Chapter 3 - Storage and Retrieval

Simplest database

db_set () {
    echo "$1,$2" >> database
}

db_get () {
    grep "^$1," database | sed -e "s/^$1,//" | tail -n 1
}

Try it!

$ db_set 123456 '{"name":"London","attractions":["Big Ben","London Eye"]}'

$ db_set 42 '{"name":"San Francisco","attractions":["Golden Gate Bridge"]}'

$ db_get 42
{"name":"San Francisco","attractions":["Golden Gate Bridge"]}

Couldn't be better at write operations, is pretty crap at read (think of this file having lots of entries). Introducing Indexes.

Indexing

Hash map

In our simplest database, records are written on disk (database file). It is essentially a long string:

123456,{"name":"London","attractions":["Big Ben","London Eye"]}\n42,{"name":"San Francisco","attractions":["Golden Gate Bridge"]}

For faster lookups for keys, we can keep track of the position of the keys in this long chain, such as:

key byte offset
123456 0
42 64

Keeping an index of all keys in memory can be a problem with large amounts of keys.

SSTables and LSM trees

  • SSTables: Sorted String Tables
    • Keeps key-value pairs sorted by key for efficient lookups
  • LSM: Log-Structured Merge tree
    • Same principle, gives its name to databases using this principle

Log structured are based on append-only principle. Never updates a file that has been written.

B-Trees

Most common type of index.

  • Also keeps sorting by keys
  • Breaks down the database into fixed-size segments, referenced like so:

B-trees are based on edit-in-place principle. Disks are a set of fixed-size pages which can be overridden.

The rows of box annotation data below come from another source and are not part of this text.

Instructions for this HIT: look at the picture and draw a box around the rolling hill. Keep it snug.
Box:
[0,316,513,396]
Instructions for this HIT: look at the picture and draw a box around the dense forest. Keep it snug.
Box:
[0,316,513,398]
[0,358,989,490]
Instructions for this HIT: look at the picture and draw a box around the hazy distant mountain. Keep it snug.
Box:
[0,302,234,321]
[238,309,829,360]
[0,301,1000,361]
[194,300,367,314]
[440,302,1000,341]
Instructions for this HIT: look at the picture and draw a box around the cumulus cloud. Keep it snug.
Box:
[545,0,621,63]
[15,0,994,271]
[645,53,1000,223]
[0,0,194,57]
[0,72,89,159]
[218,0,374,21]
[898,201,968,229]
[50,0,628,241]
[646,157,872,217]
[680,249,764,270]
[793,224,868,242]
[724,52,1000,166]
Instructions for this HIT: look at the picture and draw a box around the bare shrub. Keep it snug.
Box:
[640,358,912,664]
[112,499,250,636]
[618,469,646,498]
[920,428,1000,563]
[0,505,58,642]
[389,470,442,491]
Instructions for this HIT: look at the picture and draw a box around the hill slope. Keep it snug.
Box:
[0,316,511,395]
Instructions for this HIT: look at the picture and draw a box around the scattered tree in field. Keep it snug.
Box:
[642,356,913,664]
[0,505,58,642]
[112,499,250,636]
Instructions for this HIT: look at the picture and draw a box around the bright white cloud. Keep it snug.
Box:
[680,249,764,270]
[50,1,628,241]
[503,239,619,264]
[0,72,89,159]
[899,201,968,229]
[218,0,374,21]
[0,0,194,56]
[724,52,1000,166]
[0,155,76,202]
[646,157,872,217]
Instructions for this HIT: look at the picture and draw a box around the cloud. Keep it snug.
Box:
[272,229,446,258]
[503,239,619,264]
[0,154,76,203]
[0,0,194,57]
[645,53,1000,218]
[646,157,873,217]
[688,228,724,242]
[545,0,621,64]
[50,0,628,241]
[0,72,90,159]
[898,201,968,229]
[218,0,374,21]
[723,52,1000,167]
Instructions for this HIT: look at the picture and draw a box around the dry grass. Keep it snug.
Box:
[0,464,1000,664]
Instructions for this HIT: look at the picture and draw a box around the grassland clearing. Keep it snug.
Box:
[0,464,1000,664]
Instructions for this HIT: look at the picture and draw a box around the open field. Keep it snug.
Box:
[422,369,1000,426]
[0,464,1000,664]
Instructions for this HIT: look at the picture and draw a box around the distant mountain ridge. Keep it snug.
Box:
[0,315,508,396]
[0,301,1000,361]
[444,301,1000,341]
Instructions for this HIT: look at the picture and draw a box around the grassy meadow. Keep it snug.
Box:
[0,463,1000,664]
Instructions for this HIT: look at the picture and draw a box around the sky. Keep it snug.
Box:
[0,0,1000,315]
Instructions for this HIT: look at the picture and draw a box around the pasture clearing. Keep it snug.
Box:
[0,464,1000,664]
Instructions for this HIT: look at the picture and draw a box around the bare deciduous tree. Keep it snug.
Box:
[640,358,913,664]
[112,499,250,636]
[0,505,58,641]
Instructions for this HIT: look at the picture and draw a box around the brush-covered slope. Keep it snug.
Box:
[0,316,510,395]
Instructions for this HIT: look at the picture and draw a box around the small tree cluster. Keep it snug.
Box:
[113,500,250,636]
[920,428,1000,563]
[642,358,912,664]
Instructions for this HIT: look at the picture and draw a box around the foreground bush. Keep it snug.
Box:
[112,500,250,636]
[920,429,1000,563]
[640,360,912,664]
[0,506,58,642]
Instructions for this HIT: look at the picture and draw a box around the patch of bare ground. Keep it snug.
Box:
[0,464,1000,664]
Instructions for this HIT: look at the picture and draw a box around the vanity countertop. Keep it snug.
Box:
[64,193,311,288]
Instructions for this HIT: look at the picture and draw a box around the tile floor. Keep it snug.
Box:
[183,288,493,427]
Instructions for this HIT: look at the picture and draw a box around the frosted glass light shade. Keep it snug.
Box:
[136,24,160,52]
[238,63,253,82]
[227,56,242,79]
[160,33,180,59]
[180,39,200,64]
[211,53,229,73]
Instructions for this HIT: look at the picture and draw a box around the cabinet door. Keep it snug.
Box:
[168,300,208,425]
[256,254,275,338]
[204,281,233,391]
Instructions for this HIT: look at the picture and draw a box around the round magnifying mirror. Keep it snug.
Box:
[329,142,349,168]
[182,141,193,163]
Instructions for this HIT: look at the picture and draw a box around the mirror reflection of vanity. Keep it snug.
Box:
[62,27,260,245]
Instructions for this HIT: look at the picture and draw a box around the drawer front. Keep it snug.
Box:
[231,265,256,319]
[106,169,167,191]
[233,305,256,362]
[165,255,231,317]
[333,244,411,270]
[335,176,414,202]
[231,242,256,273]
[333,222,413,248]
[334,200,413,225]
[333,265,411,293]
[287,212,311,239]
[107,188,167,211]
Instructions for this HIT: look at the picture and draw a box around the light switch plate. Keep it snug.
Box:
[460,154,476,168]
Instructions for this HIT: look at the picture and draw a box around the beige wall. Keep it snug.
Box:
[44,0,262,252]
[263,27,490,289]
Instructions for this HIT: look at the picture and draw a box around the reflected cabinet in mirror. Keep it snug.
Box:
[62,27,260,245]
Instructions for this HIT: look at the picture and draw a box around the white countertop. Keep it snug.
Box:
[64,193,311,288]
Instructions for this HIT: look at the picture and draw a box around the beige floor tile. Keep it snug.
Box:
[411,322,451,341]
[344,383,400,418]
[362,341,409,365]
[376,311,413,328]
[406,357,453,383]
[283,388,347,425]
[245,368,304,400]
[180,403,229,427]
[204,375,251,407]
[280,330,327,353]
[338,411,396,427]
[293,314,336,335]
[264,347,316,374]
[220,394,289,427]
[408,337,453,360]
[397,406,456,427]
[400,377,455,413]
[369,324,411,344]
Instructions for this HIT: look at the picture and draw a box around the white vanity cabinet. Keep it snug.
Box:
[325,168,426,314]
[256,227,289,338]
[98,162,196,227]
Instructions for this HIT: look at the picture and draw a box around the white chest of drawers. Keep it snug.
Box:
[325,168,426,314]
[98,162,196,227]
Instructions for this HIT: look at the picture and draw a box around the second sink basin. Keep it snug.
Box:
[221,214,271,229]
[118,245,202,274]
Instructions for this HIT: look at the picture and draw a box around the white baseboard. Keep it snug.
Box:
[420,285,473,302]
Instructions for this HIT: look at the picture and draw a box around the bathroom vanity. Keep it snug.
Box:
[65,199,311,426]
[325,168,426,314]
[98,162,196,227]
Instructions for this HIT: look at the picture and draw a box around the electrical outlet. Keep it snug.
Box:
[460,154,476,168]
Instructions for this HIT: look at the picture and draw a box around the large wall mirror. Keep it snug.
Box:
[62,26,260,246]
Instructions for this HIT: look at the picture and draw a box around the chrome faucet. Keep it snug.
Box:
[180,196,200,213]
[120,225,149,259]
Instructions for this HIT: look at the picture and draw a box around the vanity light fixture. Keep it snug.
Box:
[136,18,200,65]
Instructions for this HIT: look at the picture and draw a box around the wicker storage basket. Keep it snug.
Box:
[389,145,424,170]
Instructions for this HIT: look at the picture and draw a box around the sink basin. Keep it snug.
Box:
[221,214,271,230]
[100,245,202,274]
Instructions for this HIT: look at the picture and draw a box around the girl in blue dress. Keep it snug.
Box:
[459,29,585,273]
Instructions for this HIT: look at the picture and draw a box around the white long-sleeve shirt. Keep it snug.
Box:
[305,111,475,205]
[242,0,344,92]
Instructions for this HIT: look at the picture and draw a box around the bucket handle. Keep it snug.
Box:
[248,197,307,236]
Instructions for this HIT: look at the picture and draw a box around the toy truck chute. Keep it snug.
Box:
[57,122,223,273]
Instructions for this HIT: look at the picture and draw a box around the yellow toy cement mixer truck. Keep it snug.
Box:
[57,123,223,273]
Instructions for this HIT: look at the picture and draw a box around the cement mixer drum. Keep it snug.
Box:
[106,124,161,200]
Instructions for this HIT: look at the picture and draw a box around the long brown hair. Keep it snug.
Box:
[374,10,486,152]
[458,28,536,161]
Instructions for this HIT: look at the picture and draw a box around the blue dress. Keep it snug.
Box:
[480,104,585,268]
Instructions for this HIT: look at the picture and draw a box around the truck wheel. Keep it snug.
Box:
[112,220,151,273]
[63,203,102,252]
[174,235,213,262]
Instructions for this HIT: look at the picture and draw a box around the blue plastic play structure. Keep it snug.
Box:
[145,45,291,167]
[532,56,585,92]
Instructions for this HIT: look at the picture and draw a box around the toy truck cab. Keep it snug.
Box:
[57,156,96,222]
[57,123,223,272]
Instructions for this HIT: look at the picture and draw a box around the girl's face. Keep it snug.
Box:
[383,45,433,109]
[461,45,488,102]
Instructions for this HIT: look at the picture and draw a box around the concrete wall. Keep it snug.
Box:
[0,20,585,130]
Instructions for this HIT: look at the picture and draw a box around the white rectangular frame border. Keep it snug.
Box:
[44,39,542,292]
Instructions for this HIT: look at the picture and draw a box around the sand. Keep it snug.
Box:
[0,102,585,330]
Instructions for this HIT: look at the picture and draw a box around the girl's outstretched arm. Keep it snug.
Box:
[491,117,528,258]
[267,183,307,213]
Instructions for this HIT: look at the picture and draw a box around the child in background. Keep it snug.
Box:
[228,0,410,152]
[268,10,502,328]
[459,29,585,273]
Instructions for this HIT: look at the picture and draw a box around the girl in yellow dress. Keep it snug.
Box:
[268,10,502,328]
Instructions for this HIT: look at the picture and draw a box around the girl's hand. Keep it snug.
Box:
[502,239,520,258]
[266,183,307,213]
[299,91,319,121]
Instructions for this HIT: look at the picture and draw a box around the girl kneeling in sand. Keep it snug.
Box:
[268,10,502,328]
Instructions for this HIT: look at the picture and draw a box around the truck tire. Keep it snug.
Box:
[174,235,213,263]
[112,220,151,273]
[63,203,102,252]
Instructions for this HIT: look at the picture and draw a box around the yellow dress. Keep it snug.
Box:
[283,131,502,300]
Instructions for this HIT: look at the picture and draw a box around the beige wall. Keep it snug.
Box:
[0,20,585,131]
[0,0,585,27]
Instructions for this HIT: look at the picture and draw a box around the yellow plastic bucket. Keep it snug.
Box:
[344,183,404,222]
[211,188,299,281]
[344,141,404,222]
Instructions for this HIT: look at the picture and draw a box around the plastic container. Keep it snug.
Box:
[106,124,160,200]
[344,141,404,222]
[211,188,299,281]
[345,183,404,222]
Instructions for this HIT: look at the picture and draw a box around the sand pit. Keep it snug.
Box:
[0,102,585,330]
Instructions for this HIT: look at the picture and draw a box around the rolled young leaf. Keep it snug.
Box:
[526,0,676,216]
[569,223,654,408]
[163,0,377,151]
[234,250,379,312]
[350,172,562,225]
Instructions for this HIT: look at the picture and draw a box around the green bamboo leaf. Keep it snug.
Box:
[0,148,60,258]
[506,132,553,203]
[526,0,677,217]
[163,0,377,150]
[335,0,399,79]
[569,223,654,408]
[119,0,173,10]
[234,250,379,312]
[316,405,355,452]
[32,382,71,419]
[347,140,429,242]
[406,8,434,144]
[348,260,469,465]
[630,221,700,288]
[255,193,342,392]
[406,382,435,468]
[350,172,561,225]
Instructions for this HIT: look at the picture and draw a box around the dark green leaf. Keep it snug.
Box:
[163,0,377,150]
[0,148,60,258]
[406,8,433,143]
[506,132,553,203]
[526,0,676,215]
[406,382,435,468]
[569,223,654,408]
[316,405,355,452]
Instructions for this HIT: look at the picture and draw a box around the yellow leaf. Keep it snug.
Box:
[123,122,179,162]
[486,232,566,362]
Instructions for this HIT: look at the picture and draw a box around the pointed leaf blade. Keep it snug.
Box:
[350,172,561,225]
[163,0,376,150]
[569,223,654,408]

Transaction vs Analytics models

Comparison:

Property OLTP OLAP
Main read pattern Small number of records per query Aggregate over large number of records
Main write pattern Low latency writes from user input Bulk import or event stream
Used by End user via web app Internal analyst for business intelligence
Data represents Latest state (current) History of events
Dataset size GB to TB TB to PB

OLAP and OLTP where using the same DB to start with but it's been found more appropriate to separate them, so that analytics have no influence (performance wise in particular) to the day-to-day critical operations: introducing the data warehouse for analytics.

ETL

Data warehouse solutions

Name Type
Terradata Proprietary
Vertica Proprietary
SAP HANA Proprietary
ParAccel Proprietary
Apache Hive Open Source
Apache Spark SQL Open Source
Cloudera Impala Open Source
Facebook Presto Open Source
Apache Tajo Open Source
Apache Drill Open Source

Note that Amazon Redshift is a hosted version of ParAccel.

Unlike OLTP databases, where storage is done per row / document, in OLAP it's done per column.